Fixed Versus Growth

Four Scary Words.

Whenever I conduct a live Breaking Free workshop, I finish Session 1 with an announcement that some people find really scary:

Remember this week, use the Breaking Free online assessment and coaching program! Take the assessment, and next time we meet we can discuss how you did!

The Breaking Free assessment is a vital centerpiece of the transformation process. We offer it right up front so people can measure where they are and use that measurement as a baseline for transformation. It gives them the ability to celebrate the growth ahead!

But some don't see it that way. For a certain type of thinking, which we will reveal in a moment, all it takes to create instant fear is four scary words: "Let's take a test." Say these four words, and you might as well have said, "Freddy Krueger," "Terrorist attack!" or "Deadly virus."

Why is this?

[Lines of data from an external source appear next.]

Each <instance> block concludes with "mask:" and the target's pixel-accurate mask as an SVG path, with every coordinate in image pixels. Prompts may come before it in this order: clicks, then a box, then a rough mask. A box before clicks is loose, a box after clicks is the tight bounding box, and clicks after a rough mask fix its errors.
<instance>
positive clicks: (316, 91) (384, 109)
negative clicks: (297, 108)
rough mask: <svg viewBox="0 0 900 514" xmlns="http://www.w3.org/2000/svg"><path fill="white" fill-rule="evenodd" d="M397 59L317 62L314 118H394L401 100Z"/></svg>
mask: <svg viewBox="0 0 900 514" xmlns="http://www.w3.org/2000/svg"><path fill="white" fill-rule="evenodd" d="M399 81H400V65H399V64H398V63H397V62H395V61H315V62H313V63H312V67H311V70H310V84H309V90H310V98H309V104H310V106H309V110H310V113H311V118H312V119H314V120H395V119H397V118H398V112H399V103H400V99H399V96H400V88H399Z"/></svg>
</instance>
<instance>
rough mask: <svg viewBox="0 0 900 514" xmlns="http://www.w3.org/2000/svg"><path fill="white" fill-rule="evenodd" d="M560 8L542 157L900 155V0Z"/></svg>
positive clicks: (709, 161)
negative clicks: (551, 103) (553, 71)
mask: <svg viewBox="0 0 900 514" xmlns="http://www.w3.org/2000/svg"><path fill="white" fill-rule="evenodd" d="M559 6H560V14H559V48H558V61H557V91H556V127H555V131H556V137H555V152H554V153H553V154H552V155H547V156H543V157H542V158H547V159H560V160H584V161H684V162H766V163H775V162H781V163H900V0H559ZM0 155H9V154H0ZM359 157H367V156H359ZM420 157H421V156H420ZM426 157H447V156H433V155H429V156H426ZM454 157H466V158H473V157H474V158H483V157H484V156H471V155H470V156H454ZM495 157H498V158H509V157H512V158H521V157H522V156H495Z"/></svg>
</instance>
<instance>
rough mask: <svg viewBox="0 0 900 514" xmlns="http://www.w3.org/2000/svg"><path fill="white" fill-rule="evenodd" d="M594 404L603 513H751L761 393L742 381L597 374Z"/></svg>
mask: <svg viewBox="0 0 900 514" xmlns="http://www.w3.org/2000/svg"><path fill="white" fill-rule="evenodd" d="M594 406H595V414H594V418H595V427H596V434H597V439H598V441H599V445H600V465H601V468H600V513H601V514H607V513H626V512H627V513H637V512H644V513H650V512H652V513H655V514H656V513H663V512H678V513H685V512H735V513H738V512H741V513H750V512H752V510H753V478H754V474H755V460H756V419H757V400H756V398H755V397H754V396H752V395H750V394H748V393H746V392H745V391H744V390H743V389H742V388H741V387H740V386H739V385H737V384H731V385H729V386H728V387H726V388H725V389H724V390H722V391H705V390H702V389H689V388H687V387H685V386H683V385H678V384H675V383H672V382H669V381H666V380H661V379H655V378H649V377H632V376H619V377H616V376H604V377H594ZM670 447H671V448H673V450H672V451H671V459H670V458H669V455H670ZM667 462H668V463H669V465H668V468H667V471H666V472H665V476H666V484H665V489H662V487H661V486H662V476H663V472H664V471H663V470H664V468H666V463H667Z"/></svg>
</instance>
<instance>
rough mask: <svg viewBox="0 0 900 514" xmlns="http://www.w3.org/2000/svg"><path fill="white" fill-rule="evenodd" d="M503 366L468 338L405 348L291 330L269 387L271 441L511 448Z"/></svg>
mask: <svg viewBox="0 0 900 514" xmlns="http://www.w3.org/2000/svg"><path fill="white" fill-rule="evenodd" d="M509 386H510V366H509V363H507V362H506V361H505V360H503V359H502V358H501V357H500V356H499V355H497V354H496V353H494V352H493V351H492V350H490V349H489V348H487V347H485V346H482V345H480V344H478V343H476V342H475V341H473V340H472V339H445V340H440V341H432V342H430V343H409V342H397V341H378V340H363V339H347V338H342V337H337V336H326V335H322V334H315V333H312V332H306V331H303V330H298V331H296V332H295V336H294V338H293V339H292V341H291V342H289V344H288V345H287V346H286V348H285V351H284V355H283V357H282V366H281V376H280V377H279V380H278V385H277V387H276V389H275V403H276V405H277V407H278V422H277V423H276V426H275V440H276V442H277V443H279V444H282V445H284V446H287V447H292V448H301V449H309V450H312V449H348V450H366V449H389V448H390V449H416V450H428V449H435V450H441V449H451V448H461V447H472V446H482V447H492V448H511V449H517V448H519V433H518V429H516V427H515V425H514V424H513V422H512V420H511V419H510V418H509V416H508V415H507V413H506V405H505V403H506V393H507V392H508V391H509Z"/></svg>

Renowned Stanford psychologist Carol Dweck tells us the answer is in our mindset.

The Fixed Mindset

The first is the fixed mindset. "Believing that your qualities are carved in stone," Dweck writes, "creates an urgency to prove yourself over and over. If you only have a certain amount of intelligence, a certain personality, and a certain moral character - well, then you'd better prove that you have a healthy dose of them. It simply wouldn't do to look or feel deficient in these most basic characteristics."1

For those with a fixed mindset, the test score is forever. It doesn't measure progress. It measures fixed intelligence. It reveals deficiencies that they believe can't be cured. It condemns. It shames. The reason they don't want to take the test is because their inner motto is, "Look smart, don't look dumb." Fixed mindset people are always asking themselves, Will this make me look smart or dumb? Will I be accepted or rejected? For those with a fixed mindset, testing creates fear.

The Growth Mindset

The alternative mindset is the growth mindset, which is based on the belief that your basic qualities are cultivated and developed through effort. "There's another mindset in which these traits are not simply a hand you're dealt and have to live with, always trying to convince yourself and others that you have a royal flush when you're secretly worried it's a pair of tens," writes Dweck. "In this mindset, the hand you're dealt is just the starting point for development." For those with a growth mindset, testing creates excitement. It tells them where they are so they can make progress.

Fortunately, mindset can be changed. We can learn to have a growth mindset. We can realize that most great accomplishment comes from effort, not pure talent. Success is never perfect or immediate, so let's abandon that false idea, and commit ourselves to measure and develop ourselves over time.

1Carol S. Dweck, Ph.D., Mindset: The New Psychology of Success, (New York: Ballantine Books, 2006), p. 6.